Pocos espectáculos callejeros resultan más gratificantes que ver a una nieta y a una abuela caminar tomadas de la mano. La mayor, hecha una sonrisa; la niña, excitada, pisando fuerte con sus sandalias nuevas. Es una visión que se produce, sobre todo, a finales de primavera, pero que, dados los bruscos cambios de temperatura que sufrimos y gozamos actualmente, puede suceder cualquier día. Es un estreno fugaz.

Esta ocasión que voy a narrarles resultó especialmente gozosa porque hace quince días -es decir, antes de esta jornada electoral que temo seca, exhausta, y ojalá me equivoque- iba yo también con sandalias nuevas, aprovechando el buen tiempo. Me había puesto un vestido suelto de algodón, una camiseta de manga media encima y unas sandalias que sólo había lucido anteriormente el día en que participé en la Feria del Libro de Jaén. Son de ante color lavanda fuerte, y me gustan mucho. A mi edad me regalo excentricidades propias de las adolescentes, y hasta de las niñas. Sandalias que me permiten arrancarle chasquidos al pavimento; pendientes de cristal de Murano en forma de cerezas, que me golpean las mejillas cuando camino y es como si me acariciara la amiga que me los regaló, allá en Venecia hace un par de años -¿te acuerdas? Claro que te acuerdas-, y broches en forma de piruleta que entorpecen cualquier intento de solemnidad por parte de quienes me abordan.

"A mi edad me regalo excentricida-des propias de las adolescentes"

De pequeña creía en el poder mágico de las sandalias nuevas, de colores fulgurantes. De mayor me parece que sigo creyendo, porque me ocurren asuntos prodigiosos cuando me las pongo.

Las sandalias que esta niña a la que yo seguía por mi barrio eran de un blanco encalado y repicaban en la acera como castañuelas. Cada dos por tres, la chiquilla se detenía, se miraba los pies, daba un tirón del brazo de su abuela, la obligaba a compartir su alegría. Iban las dos riéndose como ríen los niños, y los adultos cuando encuentran el motivo de volver a serlo. Porque sí.
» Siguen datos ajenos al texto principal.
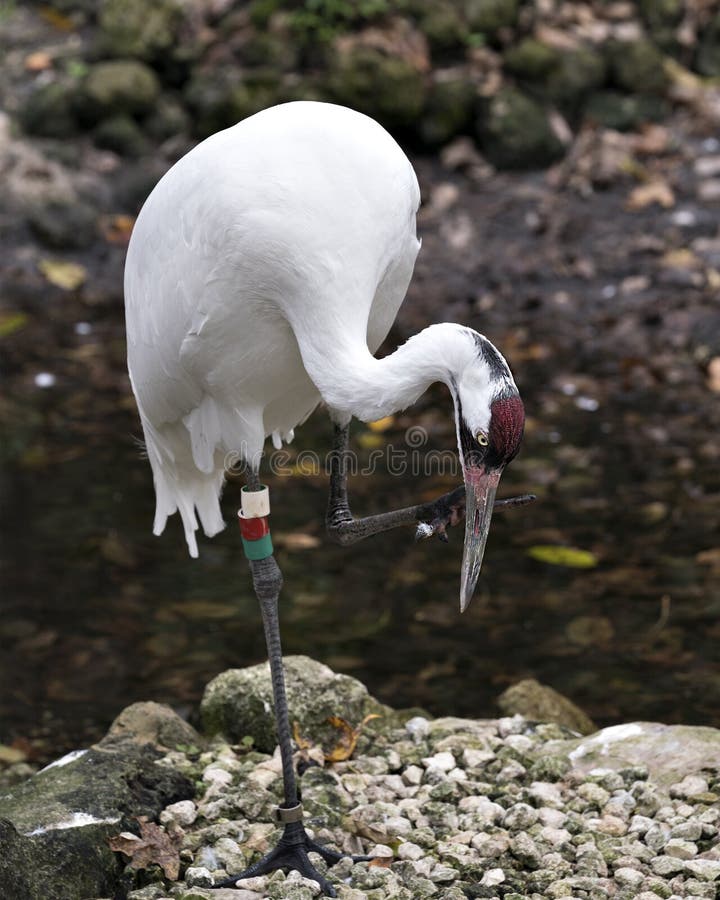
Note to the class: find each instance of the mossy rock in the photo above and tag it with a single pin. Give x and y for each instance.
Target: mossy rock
(638, 67)
(141, 30)
(708, 58)
(489, 16)
(238, 703)
(218, 100)
(445, 28)
(515, 132)
(531, 60)
(50, 111)
(382, 86)
(578, 73)
(449, 111)
(54, 827)
(117, 87)
(122, 135)
(624, 112)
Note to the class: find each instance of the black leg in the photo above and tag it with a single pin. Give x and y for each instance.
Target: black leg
(429, 518)
(292, 849)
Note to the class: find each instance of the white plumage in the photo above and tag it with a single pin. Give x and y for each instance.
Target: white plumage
(263, 272)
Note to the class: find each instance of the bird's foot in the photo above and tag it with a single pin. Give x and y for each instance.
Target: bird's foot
(291, 852)
(436, 517)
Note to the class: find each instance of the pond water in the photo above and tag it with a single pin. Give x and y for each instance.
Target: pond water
(97, 613)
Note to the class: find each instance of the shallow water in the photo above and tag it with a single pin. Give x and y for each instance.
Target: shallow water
(98, 613)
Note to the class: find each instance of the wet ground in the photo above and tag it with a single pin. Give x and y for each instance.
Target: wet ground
(606, 302)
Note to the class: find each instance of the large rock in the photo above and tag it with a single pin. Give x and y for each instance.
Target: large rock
(541, 703)
(238, 703)
(54, 827)
(121, 86)
(669, 752)
(142, 30)
(515, 132)
(379, 84)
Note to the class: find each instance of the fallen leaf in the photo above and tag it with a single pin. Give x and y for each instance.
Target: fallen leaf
(370, 441)
(644, 195)
(117, 229)
(713, 376)
(155, 846)
(11, 322)
(38, 61)
(682, 258)
(380, 425)
(57, 19)
(556, 555)
(345, 747)
(66, 275)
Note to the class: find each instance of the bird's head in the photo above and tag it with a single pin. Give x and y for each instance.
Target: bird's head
(490, 419)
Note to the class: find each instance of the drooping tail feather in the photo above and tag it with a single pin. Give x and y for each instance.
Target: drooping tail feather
(181, 486)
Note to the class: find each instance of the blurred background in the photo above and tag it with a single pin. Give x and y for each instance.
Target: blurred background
(569, 160)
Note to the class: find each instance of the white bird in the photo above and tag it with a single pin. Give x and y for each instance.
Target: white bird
(263, 273)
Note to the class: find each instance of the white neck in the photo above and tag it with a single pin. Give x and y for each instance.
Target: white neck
(353, 383)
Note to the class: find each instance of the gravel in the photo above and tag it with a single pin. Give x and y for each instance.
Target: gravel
(452, 809)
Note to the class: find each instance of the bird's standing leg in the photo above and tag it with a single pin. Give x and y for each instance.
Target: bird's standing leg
(291, 851)
(430, 518)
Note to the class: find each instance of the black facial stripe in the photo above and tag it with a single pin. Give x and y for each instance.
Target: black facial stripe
(498, 367)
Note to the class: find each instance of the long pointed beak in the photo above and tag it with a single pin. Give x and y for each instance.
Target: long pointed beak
(480, 488)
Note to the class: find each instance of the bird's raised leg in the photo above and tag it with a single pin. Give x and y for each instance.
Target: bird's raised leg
(430, 518)
(291, 851)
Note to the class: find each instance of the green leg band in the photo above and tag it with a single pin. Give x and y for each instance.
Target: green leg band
(260, 549)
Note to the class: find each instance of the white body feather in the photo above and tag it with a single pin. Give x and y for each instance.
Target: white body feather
(263, 271)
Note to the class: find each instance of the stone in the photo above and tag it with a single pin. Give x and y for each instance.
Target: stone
(153, 723)
(638, 67)
(49, 111)
(54, 828)
(531, 59)
(489, 16)
(449, 110)
(117, 87)
(64, 225)
(386, 87)
(515, 132)
(238, 702)
(668, 751)
(132, 28)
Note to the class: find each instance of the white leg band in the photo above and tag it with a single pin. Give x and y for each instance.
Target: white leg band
(255, 504)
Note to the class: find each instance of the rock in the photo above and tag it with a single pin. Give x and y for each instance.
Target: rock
(444, 27)
(54, 827)
(708, 57)
(49, 111)
(515, 132)
(120, 134)
(153, 723)
(383, 86)
(638, 67)
(64, 226)
(577, 74)
(238, 702)
(132, 28)
(541, 703)
(449, 110)
(531, 60)
(115, 88)
(668, 751)
(489, 16)
(624, 112)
En un momento determinado se separaron nuestros destinos. Yo iba a comprar viandas, a esa hora del lunes en que a las tiendas del barrio llegan los alimentos frescos: las verduras, los pescados, las carnes. De vuelta a casa iba con mis compras. Mirándome los pies, dando pasitos cortos o pasos largos, juntando las sandalias para intensificar la mancha de color, o separándolos para sorprenderme: un manojo de lilas, otro. Cosas de vieja. Cosas de niña.

Y entonces sucedió el prodigio. Vi otras sandalias. Eran de hombre, con unos pies fortachones dentro. Sandalias sin misterio, fuertes, de calidad, sandalias competentes, pero que se notaba, ay, que no habían tenido una infancia despreocupada. Levanté la vista y no, no era el hombre de mi vida, aunque seguramente era, o había sido, o será, de la vida de alguien. Un turista. En calzón corto y camisa a cuadros que envolvía su torso de bravo consumidor de cerveza. Mis sandalias y yo levantamos la cabeza, a punto de esbozar un gesto de desdén, pero nos detuvimos al ver lo que estaba leyendo el hombre.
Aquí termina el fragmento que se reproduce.